Diagnostic and prognostic value of 18f-florbetapir PET/CT in systemic light-chain amyloidosis. Free

Introduction: Systemic light-chain (AL) amyloidosis is a heterogeneous group of disorders caused by misfolding and aggregation proteins. The diagnosis is often delayed due to nonspecific clinical symptoms, making the early intervention very important. ¹⁸F-florbetapir PET/CT, a novel amyloid-targeting radiotracer, has been shown potential for non-invasive amyloid detection. We evaluated the diagnostic accuracy and potential prognostic significance of amyloid burden quantified by ¹⁸F-florbetapir PET/CT in systemic AL amyloidosis patients.

Methods: Thisretrospective study was on a cohort of suspected AL amyloidosis patients at the First Affiliated Hospital of Wenzhou Medical University (2023–2025). All patients underwent ¹⁸F-Florbetapir PET/CT imaging followed by biopsy-based histopathological confirmation(immunohistochemical staining, mass spectrometric analysis, or immune electron microscopy). PET/CT scans were classified as positive or negative and quantified by measuring the maximum standardized uptake value (SUVmax). Diagnostic accuracy was assessed by sensitivity, specificity, PPV, NPV, and Cohen's κ. In PET/CT-positive cases, amyloid burden was quantified as ¹⁸F-florbetapir SUVmax. ROC curve analysis determined the accuracy of SUVmax in differentiating true positives (TP) from false positives (FP). In biopsy-confirmed AL amyloidosis patients, Spearman correlations assessed relationships between SUVmax and clinical markers (dFLC, NT-proBNP, creatinine clearance rate, Mayo 2004 and 2012 stages). Differences in SUVmax across Mayo stage groups were further evaluated using the Kruskal–Wallis test.

Results: Among the 51 patients enrolled (median age: 56 years; 72.5% male), all patients underwent ¹⁸F-Florbetapir PET/CT. 37 were PET/CT-positive and 14 were PET/CT-negative. Histopathology confirmed 31 true positives, 6 false positives, and 14 true negatives, and no false negatives. The sensitivity was 100%, specificity 70%, PPV 83.8%, NPV 100%, and Cohen's κ=0.739. Within the PET/CT-positive subgroup, SUVmax showed moderate ability to identify the true or false positives (AUC=0.758; p=0.048; optimal cutoff=2.90; sensitivity=71%, specificity=83.3%). Among 31 confirmed AL amyloidosis cases (median age: 66 years; 70.9% male), all patients exhibited amyloid deposition. SUVmax correlated positively with NT-proBNP (ρ=0.458, p=0.013), Mayo 2012 stage (ρ=0.578, p<0.01), Mayo 2004 stage (ρ=0.405, p=0.024), and creatinine clearance rate (ρ=0.427, p=0.018), but not with dFLC levels. Consistently, Kruskal–Wallis testing showed significant differences in SUVmax across Mayo 2012 stages (H=9.82, p=0.020), with a similar but non-significant trend for Mayo 2004 stages (H=6.85, p=0.077).

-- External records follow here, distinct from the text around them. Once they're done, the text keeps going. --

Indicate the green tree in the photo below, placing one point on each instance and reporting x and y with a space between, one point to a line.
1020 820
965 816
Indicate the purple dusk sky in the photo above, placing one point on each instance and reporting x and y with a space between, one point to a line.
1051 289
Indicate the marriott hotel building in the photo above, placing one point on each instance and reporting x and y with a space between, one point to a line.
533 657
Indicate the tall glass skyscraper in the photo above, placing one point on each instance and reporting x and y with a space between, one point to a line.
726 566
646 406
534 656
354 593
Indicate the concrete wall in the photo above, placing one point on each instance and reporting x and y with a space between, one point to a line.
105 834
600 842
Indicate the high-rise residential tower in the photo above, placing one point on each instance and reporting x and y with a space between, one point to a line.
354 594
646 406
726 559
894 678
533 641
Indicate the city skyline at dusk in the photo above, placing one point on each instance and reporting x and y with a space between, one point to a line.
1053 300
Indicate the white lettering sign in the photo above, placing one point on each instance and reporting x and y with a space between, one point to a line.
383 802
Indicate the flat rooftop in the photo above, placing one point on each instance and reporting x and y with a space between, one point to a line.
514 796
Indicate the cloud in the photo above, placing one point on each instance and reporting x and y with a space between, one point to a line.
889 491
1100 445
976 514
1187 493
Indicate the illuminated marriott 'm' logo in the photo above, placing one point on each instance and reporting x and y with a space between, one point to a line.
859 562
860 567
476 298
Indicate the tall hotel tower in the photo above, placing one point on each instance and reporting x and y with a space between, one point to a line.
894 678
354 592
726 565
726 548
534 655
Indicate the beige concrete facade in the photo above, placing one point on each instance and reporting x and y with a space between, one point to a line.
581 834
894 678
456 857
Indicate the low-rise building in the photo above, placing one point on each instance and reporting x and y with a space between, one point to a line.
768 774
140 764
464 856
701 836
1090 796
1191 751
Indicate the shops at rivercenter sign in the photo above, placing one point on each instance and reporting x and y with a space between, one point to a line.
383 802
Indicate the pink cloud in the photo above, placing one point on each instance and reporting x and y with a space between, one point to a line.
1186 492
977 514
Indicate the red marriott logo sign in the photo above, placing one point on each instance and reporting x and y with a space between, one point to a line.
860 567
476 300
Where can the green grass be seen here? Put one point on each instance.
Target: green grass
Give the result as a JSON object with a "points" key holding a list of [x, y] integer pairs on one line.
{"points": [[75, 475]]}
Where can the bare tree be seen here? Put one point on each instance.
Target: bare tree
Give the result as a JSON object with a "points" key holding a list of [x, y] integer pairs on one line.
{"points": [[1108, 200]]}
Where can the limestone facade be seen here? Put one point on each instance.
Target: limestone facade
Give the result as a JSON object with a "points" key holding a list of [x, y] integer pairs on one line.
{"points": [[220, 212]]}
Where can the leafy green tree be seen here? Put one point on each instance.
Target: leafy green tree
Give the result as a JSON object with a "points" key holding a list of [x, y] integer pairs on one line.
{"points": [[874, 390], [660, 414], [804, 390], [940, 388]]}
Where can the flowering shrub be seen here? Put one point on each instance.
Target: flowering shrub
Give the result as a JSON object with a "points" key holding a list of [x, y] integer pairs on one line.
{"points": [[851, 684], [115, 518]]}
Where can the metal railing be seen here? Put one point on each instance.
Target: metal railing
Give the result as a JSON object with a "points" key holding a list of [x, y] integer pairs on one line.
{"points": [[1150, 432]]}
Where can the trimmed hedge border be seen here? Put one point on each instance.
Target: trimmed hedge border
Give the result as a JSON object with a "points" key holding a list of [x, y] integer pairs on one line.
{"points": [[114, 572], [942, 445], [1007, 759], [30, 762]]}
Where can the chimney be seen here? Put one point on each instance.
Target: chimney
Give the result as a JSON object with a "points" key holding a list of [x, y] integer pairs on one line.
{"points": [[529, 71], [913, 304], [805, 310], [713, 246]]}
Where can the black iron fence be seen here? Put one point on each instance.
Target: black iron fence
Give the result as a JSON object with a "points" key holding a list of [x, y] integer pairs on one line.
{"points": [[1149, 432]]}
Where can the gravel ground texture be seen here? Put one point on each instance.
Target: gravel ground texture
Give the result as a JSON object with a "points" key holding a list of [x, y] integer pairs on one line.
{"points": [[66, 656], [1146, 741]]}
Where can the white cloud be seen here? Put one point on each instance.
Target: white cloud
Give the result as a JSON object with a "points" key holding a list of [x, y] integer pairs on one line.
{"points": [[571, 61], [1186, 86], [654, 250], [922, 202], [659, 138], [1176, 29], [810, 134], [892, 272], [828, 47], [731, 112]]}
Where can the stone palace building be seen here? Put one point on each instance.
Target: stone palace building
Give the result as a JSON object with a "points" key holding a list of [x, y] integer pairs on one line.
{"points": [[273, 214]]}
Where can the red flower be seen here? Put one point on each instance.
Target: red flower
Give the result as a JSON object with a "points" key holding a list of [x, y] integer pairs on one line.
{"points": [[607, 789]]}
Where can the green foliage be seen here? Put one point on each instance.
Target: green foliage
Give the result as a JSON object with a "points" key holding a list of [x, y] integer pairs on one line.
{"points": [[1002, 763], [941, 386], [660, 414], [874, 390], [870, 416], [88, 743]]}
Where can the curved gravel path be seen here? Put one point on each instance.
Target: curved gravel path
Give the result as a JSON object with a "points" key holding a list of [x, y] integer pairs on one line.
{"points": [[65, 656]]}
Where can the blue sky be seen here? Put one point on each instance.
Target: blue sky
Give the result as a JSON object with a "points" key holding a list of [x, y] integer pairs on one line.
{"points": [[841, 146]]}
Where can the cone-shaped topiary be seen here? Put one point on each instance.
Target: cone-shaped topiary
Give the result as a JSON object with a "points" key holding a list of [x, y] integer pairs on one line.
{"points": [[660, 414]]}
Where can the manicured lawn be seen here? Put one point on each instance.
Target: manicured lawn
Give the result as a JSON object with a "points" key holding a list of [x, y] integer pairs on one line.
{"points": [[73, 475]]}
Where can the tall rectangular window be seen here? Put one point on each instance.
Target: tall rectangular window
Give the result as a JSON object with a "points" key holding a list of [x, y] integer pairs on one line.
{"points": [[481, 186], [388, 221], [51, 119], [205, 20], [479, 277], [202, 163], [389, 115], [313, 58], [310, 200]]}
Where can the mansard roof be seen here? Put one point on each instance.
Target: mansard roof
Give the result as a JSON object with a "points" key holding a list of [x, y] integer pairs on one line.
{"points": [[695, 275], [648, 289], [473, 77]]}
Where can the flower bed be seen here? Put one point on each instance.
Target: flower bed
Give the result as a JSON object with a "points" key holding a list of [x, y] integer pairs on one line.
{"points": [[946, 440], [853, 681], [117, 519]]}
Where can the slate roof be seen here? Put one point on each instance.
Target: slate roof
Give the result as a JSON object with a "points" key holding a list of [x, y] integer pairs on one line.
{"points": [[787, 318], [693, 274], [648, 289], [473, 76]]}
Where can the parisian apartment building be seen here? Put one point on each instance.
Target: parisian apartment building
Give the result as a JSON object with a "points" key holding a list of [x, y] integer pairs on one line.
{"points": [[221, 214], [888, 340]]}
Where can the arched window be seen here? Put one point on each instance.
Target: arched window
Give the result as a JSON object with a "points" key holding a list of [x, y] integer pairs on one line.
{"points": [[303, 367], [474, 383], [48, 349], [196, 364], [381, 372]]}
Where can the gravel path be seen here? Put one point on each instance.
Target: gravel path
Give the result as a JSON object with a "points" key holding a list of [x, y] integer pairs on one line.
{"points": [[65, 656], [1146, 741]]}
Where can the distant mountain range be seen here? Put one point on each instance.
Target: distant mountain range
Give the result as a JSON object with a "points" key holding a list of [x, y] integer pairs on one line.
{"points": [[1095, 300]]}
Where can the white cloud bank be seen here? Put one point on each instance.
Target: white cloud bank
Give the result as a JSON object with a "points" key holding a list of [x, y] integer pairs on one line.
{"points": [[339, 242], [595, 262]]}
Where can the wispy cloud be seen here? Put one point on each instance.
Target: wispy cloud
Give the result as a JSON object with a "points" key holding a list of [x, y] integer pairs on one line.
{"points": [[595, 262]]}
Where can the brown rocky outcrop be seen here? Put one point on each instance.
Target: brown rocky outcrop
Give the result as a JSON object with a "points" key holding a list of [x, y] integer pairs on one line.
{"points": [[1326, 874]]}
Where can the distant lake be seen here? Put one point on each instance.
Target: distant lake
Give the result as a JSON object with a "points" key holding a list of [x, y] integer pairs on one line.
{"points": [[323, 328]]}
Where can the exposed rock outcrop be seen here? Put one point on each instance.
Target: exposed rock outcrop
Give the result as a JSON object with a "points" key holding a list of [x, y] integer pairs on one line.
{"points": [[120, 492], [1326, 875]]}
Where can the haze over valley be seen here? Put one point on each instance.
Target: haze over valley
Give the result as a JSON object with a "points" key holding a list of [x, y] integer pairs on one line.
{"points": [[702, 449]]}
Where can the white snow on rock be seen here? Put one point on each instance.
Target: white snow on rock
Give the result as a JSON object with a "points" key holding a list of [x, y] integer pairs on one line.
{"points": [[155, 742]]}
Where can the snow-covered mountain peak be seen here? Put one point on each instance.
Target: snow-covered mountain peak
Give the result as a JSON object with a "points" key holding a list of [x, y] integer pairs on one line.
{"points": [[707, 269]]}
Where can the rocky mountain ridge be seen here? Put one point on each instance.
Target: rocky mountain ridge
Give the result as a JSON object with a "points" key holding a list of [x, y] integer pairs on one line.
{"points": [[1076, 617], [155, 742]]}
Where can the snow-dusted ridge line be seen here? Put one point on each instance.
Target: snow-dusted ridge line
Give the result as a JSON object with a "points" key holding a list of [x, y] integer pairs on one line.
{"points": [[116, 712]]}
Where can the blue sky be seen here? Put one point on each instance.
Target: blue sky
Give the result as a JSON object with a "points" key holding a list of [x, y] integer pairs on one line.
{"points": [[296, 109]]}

Conclusions: We validated ¹⁸F-Florbetapir PET/CT demonstrated excellent sensitivity and reliable diagnostic accuracy in systemic AL amyloidosis, making it possible for non-invasive visualization and quantification of amyloid deposits. It significantly enhanced targeted biopsy guidance, potentially reducing invasive procedure risks and diagnostic delays. SUVmax was highly associated with systemic amyloid burden and clinical stage, and could be used for disease risk stratification. Future multicenter prospective studies are needed to validate the promising findings and define the clinical role of ¹⁸F-florbetapir PET/CT in AL amyloidosis.